A few months ago I started reading a book called “E-Squared” by Pam Grout. The premise of the book is that she gives you nine experiments that you conduct one day at a time. Experiments like telling yourself you’re going to see a certain odd colored car or how many butterflies you’ll see that day. The point it to prove to yourself That you create your own reality. I did four or five of them and then, for some reason, stopped reading the book. I was blown away by what I discovered.
This got me thinking today, what if I’m not a negative person. What if I’ve let my anxiety create a negative perspective on life. What if I’ve become so focused on the bad things that I think are happening that I’m missing out on the good things. What if I replay certain events after they happen and see what happened that was good?

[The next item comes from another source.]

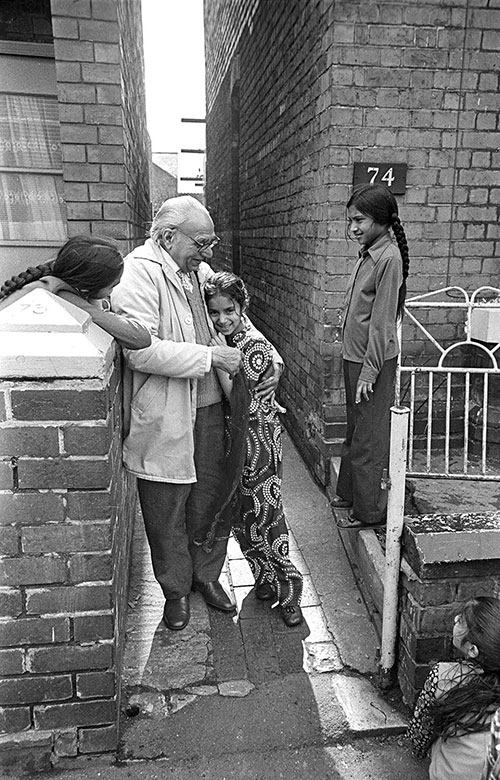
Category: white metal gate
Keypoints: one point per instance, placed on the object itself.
(454, 427)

So let’s make a long story short and say it was 3:30pm and I hadn’t eaten anything. I was starving. My wife had to leave for about a half hour and I had family in town and I was home. The cupboard is bare so there was nothing to eat. My first thought was to freak out and say “oh no! I’m starving!! What ever will I do?? I’m going to wither away!” I stopped myself. Life isn’t that bad. I didn’t even feel that hungry….really. So I texted my wife. I asked if she could bring me home a sandwich from the corner store. She knew I was hungry but had to run an errand and was trying to hurry. she called me and said she’d be happy to.
When my wife got home she was all smiles. I smiled with her, helped her carry some things into the house before sitting down and eating my sandwich. It really set the tone for the rest of our evening.
So I’ve proven my theory. If I’m able to stop myself before I freak out then I can find the good before I find the bad.